The restaurant, dubbed ‘McVatican’, has caused outrage across the globe – particularly from cardinals living in the very same building.
The Administration of the Patrimony of the Apostolic See (APSA) has made the decision to rent the space to McDonald’s for 30,000 euros a month. McDonald’s won the bid ahead of numerous companies which were vying for the same desirable property.
Cardinals have been outspoken about this controversial move, not least because the fast food chain fails to bear any connection to the traditional Italian cuisine favoured in Rome.
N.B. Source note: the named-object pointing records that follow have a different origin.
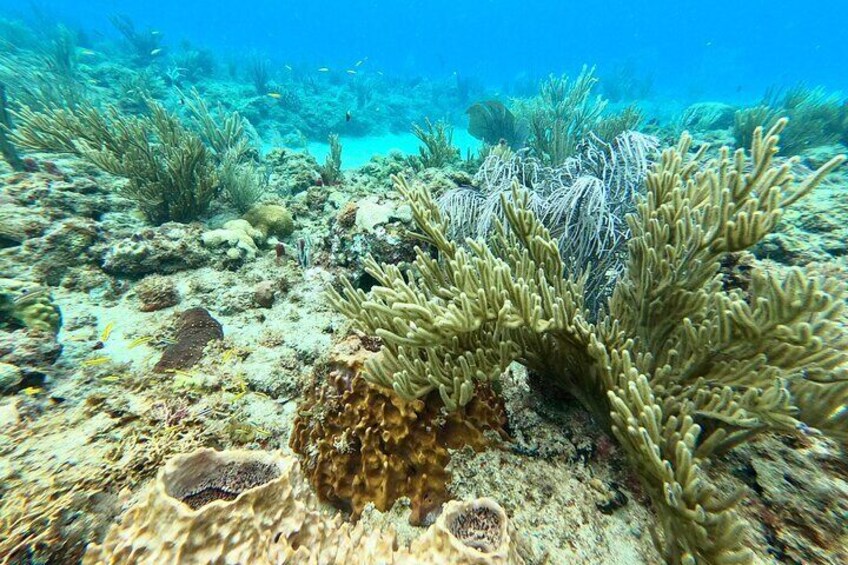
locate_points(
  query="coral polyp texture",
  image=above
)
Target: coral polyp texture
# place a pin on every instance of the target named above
(679, 369)
(256, 507)
(195, 329)
(361, 444)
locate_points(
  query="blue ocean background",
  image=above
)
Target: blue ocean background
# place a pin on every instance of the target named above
(663, 54)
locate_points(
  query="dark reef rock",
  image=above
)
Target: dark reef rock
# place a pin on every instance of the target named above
(195, 329)
(167, 248)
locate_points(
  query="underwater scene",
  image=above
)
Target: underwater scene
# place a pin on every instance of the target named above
(388, 282)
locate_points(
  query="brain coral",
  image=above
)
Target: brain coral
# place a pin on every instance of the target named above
(360, 444)
(196, 328)
(254, 507)
(470, 533)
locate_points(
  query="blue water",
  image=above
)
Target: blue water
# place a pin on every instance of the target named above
(685, 49)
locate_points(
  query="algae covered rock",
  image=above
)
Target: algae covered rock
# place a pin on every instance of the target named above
(167, 248)
(10, 377)
(237, 238)
(28, 305)
(363, 445)
(195, 329)
(256, 507)
(156, 292)
(292, 171)
(213, 507)
(470, 533)
(270, 220)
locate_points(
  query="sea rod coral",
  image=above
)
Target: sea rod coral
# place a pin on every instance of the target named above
(677, 367)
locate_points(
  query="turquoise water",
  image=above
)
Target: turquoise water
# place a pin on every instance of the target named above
(184, 185)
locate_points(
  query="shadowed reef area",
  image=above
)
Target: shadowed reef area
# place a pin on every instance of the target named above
(557, 326)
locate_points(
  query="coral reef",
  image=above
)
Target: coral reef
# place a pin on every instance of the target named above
(470, 533)
(172, 180)
(164, 249)
(29, 306)
(237, 238)
(256, 507)
(360, 444)
(292, 171)
(650, 368)
(271, 220)
(156, 293)
(195, 329)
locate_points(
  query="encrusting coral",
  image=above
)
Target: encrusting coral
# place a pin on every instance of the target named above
(679, 368)
(360, 444)
(256, 507)
(28, 305)
(195, 328)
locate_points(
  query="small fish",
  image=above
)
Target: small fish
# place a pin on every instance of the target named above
(96, 361)
(107, 331)
(139, 341)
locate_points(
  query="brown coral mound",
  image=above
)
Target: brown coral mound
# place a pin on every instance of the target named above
(278, 520)
(195, 329)
(361, 444)
(475, 532)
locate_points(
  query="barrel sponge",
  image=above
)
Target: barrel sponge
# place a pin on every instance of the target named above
(476, 532)
(271, 220)
(219, 507)
(361, 444)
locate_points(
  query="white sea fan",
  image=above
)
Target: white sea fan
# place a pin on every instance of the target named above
(583, 202)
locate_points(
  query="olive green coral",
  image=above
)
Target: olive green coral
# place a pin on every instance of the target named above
(171, 174)
(679, 368)
(29, 306)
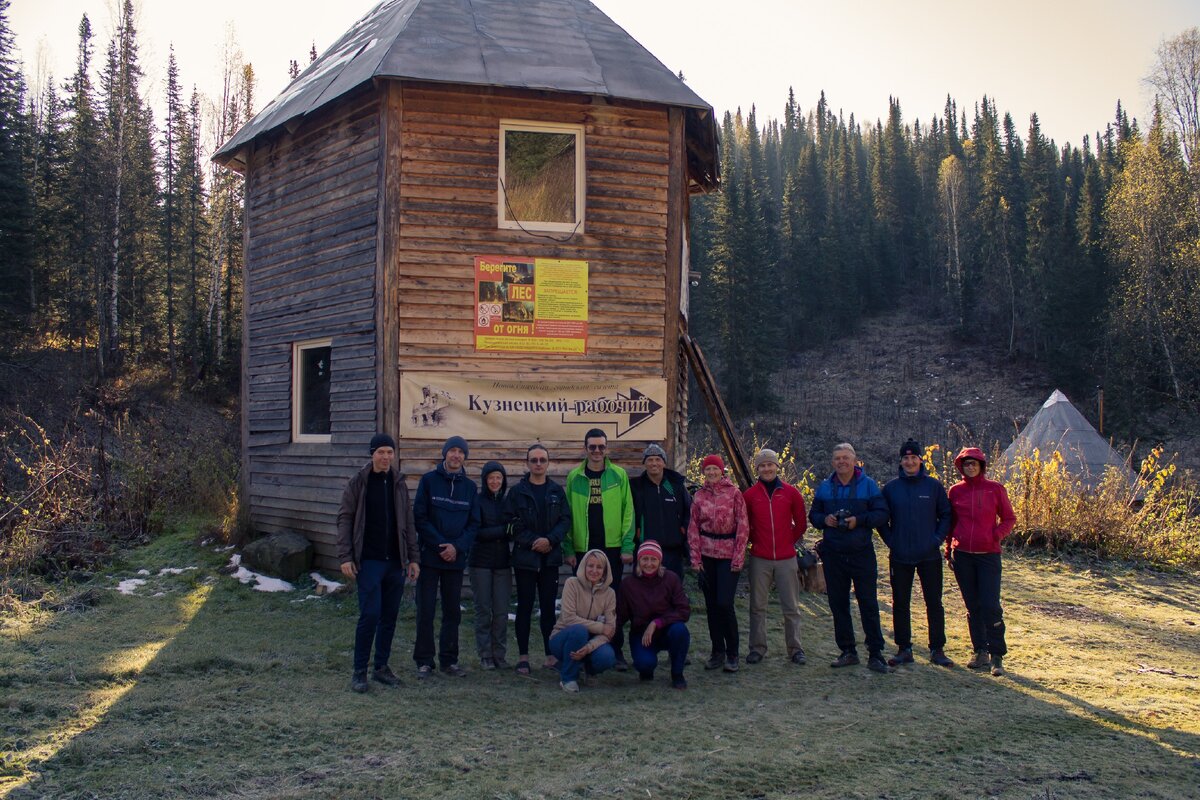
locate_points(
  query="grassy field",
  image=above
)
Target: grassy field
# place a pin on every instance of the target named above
(199, 686)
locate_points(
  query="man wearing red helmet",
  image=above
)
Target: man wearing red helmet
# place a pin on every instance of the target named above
(983, 516)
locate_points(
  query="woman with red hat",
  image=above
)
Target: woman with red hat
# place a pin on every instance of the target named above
(717, 539)
(983, 516)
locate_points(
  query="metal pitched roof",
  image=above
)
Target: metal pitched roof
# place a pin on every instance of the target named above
(546, 44)
(1059, 426)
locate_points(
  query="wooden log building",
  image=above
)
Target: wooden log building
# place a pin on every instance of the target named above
(397, 164)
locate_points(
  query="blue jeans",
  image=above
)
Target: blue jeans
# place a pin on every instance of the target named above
(381, 588)
(675, 639)
(570, 639)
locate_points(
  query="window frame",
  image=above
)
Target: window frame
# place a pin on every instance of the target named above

The fact that it will be a stone’s throw from one of the most highly-valued holy parts of the world makes it especially offensive for locals.
This is by no mean the first time a fast food chain has placed a restaurant in an unusual location. Here we list the five strangest places you can buy a sandwich.
The only McDonald’s in Cuba is in Guantanamo Bay. The restaurant is surrounded by barbed wire and is only accessible to personnel of the world’s most notorious detention camp.
Regardless of the fact that it has been shut down since 2007, Starbucks enjoyed seven years of surprising prosperity in The Forbidden City. The business was invited there by the city’s managers, and while some locals questioned the decision to install an American coffee shop in the Emperor of China’s former residence, it thrived until a television personality launched a campaign to remove it.
Arizona doesn’t seem like an unusual location, but Sedona has strict zoning laws which meant that McDonald’s was unable to use its distinctive golden arches logo. Instead, the building itself had to be red to match the natural surrounding rock, decorated with a subdued green ‘M’.
Undoubtedly making a mint from the surrounding throng of dry-throated tourists, there is a Burger King on the western part of the Dead Sea. It’s the lowest-lying branch of Burger King at around 400m below sea level, and is incredibly popular as it is tucked away from the beaming sun.
Yep, you read that correctly. During the construction of 1 World Trade Center, a trailer housing a Subway rose along with the workers, with the use of a hydraulic lift, meaning workers did not have to abandon the building to retrieve food at surface level. Fun fact: Richard Schragger, owner of Subway, was chosen ahead of nine competitors to run a restaurant alongside 1 WTC due to the fact that he didn’t demand a profit.